Die mexikanische Orange ist ein großer Strauch oder kleiner Baum. Es gibt immergrüne und laubabwerfende Arten. Mit ihren warmen roten und sommergrünen Blättern und ihren weißen Korymbs im Frühling ist sie eine Zierpflanze für den kleinen Garten.
Benennung
Photinia leitet sich vom griechischen Wort photeinos ab, was glänzend bedeutet.
Ursprung
Die mexikanische Orange ist im Himalaya, China, Korea und Japan heimisch.
Pflanzenmerkmale
Die buschige Kronenform ist am Anfang rund. Später beginnen die Äste stärker zu hängen, sodass die Krone breiter wird. Die Kronenform kann durch den Rückschnitt beeinflusst werden. Die immergrünen, obogen, eiförmigen Blätter sind glänzend. Im Frühling sprießen sie bräunlich-rot und werden im Sommer dunkelgrün. Die oberen Blätter färben sich im Herbst burgunderrot. Die rote Farbe im Frühling ist ein natürlicher Schutz gegen die helle Sonne. Der Strauch hat dieses Merkmal in seiner Heimat entwickelt. Der Schnee in den Bergen reflektiert das helle Sonnenlicht und würde die Blätter verbrennen.

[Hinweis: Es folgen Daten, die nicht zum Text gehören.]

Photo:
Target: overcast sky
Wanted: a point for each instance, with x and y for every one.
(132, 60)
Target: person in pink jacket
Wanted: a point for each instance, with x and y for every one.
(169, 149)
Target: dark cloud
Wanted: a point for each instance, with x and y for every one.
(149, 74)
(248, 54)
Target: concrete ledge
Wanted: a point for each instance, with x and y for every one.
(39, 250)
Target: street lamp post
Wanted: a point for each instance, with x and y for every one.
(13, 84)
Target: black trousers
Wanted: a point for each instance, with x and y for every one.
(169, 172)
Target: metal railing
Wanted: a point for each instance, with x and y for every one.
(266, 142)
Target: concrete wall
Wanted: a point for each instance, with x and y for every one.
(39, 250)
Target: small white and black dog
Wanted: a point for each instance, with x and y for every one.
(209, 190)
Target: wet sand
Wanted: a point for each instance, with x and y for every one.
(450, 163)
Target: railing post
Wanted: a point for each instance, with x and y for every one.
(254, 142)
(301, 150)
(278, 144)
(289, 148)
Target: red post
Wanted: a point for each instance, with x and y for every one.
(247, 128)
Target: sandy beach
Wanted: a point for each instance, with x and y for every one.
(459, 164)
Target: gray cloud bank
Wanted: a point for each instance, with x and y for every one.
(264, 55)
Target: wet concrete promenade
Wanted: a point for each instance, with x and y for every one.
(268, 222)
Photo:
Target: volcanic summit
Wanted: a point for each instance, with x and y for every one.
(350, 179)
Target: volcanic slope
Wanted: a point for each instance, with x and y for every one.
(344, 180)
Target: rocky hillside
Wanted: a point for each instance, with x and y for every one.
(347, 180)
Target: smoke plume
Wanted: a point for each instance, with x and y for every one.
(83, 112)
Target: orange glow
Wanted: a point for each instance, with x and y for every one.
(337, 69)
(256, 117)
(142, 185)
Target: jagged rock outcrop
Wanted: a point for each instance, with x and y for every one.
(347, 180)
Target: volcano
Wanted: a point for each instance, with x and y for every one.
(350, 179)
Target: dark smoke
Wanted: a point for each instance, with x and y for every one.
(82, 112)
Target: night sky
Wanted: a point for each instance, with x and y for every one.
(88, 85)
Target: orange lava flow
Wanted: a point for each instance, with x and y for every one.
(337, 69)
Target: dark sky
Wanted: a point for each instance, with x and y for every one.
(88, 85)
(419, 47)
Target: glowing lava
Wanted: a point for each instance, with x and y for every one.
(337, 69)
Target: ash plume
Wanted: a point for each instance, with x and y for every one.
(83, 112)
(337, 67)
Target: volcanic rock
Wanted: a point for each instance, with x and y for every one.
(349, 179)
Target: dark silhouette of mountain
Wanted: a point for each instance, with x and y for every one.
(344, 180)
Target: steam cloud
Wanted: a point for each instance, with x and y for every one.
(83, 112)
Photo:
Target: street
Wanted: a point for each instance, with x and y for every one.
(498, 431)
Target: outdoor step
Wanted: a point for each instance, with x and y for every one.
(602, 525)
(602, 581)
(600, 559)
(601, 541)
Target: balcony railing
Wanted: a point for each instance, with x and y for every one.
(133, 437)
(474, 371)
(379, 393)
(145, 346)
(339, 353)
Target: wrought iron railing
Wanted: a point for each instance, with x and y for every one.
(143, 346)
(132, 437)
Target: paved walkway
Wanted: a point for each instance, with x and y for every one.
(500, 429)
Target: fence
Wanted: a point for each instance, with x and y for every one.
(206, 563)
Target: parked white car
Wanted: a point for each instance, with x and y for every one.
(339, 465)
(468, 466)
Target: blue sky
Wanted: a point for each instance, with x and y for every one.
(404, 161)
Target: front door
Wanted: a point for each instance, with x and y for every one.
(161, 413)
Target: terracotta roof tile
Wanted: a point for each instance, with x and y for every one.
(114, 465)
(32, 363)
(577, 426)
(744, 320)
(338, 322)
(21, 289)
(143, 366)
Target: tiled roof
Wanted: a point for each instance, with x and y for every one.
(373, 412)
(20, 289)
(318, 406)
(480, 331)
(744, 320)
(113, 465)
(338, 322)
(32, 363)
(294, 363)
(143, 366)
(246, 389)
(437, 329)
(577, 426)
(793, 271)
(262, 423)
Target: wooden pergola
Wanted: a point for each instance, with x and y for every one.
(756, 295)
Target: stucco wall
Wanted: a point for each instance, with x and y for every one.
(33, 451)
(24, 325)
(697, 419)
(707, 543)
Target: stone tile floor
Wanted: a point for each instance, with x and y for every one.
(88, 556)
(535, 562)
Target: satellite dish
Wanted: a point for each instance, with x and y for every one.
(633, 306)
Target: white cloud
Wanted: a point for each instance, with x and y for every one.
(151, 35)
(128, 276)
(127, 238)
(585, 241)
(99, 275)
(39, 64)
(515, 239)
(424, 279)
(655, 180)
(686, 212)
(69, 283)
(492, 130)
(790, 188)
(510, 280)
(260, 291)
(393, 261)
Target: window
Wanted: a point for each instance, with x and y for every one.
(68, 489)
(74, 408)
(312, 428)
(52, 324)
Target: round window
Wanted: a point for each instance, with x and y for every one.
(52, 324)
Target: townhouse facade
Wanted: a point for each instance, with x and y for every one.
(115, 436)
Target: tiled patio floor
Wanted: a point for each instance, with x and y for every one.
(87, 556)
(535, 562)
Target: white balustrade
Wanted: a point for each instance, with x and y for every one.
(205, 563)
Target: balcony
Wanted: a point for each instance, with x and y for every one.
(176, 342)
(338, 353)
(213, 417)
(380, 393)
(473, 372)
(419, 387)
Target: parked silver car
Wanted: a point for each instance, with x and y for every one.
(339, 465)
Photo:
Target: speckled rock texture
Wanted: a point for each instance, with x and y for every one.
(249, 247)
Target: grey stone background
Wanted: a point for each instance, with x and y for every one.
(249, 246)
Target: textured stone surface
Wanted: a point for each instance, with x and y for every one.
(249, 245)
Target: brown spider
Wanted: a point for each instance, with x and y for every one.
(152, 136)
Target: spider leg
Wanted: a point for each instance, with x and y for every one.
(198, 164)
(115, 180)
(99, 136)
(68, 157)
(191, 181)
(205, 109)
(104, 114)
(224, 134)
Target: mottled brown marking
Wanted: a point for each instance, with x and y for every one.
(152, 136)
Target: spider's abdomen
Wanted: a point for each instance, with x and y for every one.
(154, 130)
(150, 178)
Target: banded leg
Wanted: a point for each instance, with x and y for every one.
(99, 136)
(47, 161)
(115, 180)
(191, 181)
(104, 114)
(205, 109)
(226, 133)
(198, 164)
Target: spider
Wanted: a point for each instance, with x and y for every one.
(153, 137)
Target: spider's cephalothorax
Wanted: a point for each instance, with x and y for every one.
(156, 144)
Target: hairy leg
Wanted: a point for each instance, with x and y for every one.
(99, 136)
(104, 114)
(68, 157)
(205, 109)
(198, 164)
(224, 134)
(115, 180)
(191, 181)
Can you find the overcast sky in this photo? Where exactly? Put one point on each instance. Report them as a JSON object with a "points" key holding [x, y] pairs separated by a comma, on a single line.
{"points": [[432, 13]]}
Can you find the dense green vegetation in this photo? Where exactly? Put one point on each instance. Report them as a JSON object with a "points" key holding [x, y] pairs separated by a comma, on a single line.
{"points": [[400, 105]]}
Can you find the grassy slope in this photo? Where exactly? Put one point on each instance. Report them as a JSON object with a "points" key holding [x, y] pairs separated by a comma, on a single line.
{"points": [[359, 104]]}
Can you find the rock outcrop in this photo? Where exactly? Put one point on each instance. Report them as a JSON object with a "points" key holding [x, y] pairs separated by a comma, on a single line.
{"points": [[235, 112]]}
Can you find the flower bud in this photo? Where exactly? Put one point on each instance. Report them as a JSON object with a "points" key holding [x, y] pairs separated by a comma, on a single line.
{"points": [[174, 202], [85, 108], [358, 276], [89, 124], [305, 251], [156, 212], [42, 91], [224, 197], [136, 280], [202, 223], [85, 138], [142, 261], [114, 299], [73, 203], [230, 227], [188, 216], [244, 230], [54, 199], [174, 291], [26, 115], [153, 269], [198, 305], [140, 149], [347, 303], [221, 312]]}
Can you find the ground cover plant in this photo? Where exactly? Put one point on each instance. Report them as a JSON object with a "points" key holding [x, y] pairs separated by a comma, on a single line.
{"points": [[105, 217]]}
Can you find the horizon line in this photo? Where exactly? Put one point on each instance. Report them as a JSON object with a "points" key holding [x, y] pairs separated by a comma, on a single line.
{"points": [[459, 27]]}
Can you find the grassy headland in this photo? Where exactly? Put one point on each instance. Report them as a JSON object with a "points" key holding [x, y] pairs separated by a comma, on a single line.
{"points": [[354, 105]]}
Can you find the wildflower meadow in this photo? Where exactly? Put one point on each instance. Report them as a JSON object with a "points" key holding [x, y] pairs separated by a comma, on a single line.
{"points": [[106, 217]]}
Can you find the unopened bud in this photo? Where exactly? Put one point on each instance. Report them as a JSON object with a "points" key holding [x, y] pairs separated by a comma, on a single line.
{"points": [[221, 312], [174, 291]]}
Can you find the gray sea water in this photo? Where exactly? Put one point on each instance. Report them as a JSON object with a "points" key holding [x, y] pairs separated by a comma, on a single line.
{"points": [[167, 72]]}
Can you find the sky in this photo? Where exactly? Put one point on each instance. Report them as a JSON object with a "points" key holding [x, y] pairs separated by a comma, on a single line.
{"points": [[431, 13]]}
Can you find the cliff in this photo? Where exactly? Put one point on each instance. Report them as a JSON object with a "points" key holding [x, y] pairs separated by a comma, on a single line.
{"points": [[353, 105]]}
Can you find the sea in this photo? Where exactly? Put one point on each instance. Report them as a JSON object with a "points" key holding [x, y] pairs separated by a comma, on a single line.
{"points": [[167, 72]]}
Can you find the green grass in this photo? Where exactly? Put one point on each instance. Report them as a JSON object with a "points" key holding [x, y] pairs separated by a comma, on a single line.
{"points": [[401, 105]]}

Im Frühling erscheinen große weiße Umbels, die sich zu festen roten Beeren entwickeln und später schwarz werden.
Als Strauch kann die Mexikanische Orange eine Höhe von 2 bis 3 m und eine Breite von 3 m erreichen. Aber beim Beschneiden kannst du Höhe und Breite selbst bestimmen. Er ist schön als einzelner Strauch oder kleiner Baum (auch in einer Wanne) oder als Hecke.
Lage
Die Mexikanische Orange ist kalkhaltig und bevorzugt gut durchlässigen, humusreichen Boden. Für gesundes Wachstum braucht er einen geschützten Ort vor dem Wind. Wenn es hart gefriert,
Manchmal friert sie stark ein, aber meist keimt sie im Frühling wieder.
Schnitt
Wenn Sie den Strauch oder Baum schneiden möchten, ist es am besten, dies im Frühling zu tun. Um den Strauch zu verjüngen, können Sie das alte Holz zurückschneiden. Eine Hecke kann auch im Sommer zurückgeschnitten werden. Weitere leuchtend rote Blätter bilden sich.
Typen
Photinia x fraseri 'Red Robin' ist ein immergrüner Strauch mit leuchtend roten Blättern im Frühling und Herbst.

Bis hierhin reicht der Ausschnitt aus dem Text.